En el estreno de la película Intacto, y después de meterme entre pecho y espalda cinco o seis vodkatonics, me empeñé en organizar una orgía en los sofás de «El Cielo» de Pachá, una especie de reservado tranquilo que hay en la primera planta de la discoteca. Pese a que había reunido a un nutrido grupo de entusiastas que estaban más que dispuestos a seguirme, al encargado del local no le debió de parecer tan buena la propuesta, porque me sugirió, por utilizar un cortés eufemismo, que me marchara de allí, para gran consternación de mis fervientes acólitos, algunos de los cuales me siguieron en mi forzado exilio y abandonaron el local, y yo propuse continuar la juerga en mi piso. Como la calle Fuencarral estaba colapsada e iba encaramada a unos tacones altísimos, no cabía posibilidad alguna de llegar andando allí -porque mis pies no lo hubieran soportado-, ni en taxi-porque hubiéramos tardado la intemerata y nos hubiera salido por un ojo de la cara-. Así que cuando vimos llegar un autobús nocturno por la calle nos pareció que el cielo mismo nos lo había enviado (el cielo de los dioses, no el de Pachá) y allí nos subimos los cuatro (Consuelo, servidora y dos incondicionales decididos a seguirnos al fin del mundo en general y a mi casa en particular). Mientras avanzaba por el pasillo hacia los asientos traseros, el vehículo pegó un frenazo que me hizo perder el precario equilibrio que mantenía sobre los tacones. Aterricé cuan larga soy en el pasillo y no hubo forma de levantarme, porque del ataque de risa tonta que me entró me quedé inmovilizada como un escarabajo patas arriba.

A la mañana siguiente me desperté con el cuerpo constelado de cardenales y descubrí que el par de botines carísimos que llevé al estreno habían quedado inservibles. A uno le faltaba un tacón y no hubo manera de saber dónde habría ido a parar, y el otro tenía un arañazo que no hubiera podido disimular el mejor betún ni el más hábil zapatero remendón.

Me metí dos paracetamoles en el cuerpo y le pedí a Consuelo que por favor me hiciera una taza de café, súplica rara en mí porque detesto el café y siempre tomo té, pero en aquel momento una especie de telaraña en las meninges me entorpecía la razón y me hacía difícil hasta traducir en palabras lo que quería. Me di cuenta de que había pedido una cosa por la otra pero no rectifiqué, porque pensé que el café me ayudaría a despejarme.

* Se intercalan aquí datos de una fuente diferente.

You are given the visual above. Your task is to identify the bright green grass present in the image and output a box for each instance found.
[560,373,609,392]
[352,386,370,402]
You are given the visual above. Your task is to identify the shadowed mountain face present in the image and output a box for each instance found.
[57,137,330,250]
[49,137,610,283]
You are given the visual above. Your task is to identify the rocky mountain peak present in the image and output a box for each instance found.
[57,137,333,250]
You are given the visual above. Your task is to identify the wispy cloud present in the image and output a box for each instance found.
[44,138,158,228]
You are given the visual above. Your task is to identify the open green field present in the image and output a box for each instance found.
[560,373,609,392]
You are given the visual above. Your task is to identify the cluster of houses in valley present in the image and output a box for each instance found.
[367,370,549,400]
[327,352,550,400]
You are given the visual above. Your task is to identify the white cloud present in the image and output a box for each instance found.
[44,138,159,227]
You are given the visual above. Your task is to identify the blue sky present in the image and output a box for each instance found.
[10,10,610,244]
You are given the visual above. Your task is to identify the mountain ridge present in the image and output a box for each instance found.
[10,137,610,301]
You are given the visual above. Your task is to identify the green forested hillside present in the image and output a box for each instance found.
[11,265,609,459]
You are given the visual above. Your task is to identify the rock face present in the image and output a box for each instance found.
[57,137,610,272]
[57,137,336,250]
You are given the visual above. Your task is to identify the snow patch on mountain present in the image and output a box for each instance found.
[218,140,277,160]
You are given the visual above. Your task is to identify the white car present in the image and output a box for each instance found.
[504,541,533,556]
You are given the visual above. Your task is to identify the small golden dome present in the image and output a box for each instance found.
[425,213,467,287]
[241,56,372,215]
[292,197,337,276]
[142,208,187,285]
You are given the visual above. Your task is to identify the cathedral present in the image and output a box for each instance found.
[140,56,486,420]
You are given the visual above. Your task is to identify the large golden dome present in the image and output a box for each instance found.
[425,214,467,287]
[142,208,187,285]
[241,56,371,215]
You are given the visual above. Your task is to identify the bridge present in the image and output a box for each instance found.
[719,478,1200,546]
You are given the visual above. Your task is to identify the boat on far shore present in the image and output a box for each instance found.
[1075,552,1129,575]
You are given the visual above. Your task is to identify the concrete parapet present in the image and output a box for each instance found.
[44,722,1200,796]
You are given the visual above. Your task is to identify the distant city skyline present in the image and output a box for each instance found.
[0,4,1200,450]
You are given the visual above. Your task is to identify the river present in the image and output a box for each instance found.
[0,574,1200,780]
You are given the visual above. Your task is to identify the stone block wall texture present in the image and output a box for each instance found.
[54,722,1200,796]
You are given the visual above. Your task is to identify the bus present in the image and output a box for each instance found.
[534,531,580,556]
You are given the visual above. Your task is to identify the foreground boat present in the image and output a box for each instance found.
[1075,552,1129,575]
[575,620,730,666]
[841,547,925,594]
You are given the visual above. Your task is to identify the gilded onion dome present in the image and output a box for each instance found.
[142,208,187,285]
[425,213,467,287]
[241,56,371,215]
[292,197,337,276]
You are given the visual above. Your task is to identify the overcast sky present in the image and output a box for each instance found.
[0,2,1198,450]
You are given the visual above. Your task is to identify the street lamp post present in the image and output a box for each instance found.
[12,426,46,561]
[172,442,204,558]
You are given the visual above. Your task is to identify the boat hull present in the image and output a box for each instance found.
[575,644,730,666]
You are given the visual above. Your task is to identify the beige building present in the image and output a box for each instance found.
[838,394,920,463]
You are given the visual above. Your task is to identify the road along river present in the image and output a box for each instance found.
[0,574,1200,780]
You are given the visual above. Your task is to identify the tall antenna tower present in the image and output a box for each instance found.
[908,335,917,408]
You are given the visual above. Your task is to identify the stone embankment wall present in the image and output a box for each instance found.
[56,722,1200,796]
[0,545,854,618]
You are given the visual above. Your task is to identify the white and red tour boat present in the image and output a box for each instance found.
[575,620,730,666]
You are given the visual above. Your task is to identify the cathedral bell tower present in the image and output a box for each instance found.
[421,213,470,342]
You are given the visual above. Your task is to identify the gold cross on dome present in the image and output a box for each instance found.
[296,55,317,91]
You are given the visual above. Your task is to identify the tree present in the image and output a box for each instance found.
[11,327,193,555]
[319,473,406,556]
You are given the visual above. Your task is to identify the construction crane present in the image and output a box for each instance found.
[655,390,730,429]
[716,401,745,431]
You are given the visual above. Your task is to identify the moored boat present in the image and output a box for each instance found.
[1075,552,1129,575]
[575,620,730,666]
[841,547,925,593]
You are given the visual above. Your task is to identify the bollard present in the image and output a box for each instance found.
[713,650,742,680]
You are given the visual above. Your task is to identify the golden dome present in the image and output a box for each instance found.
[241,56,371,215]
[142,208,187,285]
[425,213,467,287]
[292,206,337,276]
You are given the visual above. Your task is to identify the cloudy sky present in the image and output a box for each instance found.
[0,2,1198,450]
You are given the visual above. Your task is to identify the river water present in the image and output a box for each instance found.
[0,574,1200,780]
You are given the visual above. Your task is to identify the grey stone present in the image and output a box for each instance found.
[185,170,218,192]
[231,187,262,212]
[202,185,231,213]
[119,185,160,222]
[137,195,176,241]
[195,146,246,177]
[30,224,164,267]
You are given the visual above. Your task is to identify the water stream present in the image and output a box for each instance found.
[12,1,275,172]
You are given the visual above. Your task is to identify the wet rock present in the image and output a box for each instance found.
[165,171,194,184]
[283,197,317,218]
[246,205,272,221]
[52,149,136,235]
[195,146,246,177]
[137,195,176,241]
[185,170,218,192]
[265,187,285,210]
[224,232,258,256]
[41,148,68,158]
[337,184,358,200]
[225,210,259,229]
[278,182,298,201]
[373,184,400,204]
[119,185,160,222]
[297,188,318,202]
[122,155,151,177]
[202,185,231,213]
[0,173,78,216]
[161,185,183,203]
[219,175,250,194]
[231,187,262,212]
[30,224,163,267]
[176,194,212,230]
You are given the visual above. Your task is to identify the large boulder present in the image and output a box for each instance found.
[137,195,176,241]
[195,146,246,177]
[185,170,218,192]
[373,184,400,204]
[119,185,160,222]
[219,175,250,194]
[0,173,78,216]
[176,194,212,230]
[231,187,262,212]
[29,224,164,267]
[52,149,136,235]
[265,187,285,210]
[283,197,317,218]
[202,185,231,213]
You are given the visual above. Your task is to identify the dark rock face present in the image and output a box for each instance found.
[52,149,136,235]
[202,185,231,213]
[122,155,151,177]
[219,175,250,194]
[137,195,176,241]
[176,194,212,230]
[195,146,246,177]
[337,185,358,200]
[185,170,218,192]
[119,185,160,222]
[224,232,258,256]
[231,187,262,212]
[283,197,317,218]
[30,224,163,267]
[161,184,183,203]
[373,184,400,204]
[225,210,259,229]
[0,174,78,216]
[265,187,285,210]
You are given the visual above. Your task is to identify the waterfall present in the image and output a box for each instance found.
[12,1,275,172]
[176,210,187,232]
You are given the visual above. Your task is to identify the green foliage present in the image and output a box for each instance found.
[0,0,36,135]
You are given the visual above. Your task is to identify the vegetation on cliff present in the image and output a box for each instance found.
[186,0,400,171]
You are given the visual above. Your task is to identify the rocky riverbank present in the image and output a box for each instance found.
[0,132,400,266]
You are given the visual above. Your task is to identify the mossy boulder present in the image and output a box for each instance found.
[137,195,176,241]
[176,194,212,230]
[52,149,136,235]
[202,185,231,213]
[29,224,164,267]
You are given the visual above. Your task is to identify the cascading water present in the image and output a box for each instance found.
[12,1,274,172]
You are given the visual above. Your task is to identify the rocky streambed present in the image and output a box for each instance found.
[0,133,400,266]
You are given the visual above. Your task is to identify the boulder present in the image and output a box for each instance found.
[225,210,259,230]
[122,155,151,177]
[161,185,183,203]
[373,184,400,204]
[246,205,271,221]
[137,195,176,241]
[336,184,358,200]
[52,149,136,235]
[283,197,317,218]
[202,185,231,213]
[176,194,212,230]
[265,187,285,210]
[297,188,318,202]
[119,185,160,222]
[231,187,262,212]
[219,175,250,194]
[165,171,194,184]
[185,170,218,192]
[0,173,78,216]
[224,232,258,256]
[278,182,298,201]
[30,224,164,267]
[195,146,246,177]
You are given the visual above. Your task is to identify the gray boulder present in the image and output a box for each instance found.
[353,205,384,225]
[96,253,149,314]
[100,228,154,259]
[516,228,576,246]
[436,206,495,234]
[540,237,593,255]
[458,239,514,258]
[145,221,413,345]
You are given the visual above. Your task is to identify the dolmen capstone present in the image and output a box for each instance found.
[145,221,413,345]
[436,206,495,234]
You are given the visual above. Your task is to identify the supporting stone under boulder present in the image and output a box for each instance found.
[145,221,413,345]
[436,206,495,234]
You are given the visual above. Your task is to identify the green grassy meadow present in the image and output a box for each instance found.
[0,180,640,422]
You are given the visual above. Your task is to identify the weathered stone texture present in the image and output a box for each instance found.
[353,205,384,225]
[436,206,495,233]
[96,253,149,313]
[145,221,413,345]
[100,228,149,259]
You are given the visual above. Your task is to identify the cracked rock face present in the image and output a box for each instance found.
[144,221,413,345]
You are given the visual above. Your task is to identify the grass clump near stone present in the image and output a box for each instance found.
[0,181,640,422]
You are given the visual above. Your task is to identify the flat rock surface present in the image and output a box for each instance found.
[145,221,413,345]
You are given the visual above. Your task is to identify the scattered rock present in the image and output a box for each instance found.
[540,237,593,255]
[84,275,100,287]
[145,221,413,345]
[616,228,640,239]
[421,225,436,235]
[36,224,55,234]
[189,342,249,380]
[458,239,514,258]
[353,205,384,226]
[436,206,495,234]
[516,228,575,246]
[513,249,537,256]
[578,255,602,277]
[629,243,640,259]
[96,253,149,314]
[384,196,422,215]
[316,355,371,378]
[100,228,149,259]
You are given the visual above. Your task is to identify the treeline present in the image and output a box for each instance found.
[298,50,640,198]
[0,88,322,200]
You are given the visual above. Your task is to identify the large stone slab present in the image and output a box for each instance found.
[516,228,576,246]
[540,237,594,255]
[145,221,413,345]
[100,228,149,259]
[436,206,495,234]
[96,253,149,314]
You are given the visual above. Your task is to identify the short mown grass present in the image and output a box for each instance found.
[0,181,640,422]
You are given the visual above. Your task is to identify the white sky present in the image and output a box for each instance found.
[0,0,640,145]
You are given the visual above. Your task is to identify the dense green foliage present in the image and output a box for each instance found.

Cuando Consuelo me acercó la taza, reparamos ambas en que las manos me temblaban, y no ciertamente de frío. Entonces Consuelo se sentó frente a mí en el sofá del salón y me miró con una expresión seria y preocupada que no había tenido ocasión de utilizar en las últimas semanas de fiesta y jolgorio. Me dijo que debía dejar de beber, y yo sabía que tenía razón. Ya me había rebozado en el hondo y bajo fondo donde el barro se subleva, que cantaba Gardel y tararearía mi tía Reme.

No podía caer más bajo.

Te enganchas a las drogas porque tienes un montón de problemas. Y después sólo tienes uno: las drogas. Sea coca, éxtasis, tranquilizantes o alcohol. Por supuesto, el problema real no era que bebiera. El problema real se llamaba inseguridad, depresión, endémica falta de autoestima… Pero el alcohol, que era en principio consecuencia de lo anterior, había dejado de ser síntoma para pasar a ser causa. La pescadilla que se muerde la cola: bebo porque no me aguanto, no me aguanto porque bebo. El paraíso artificial convertido en un infierno. El Síndrome Enganchada.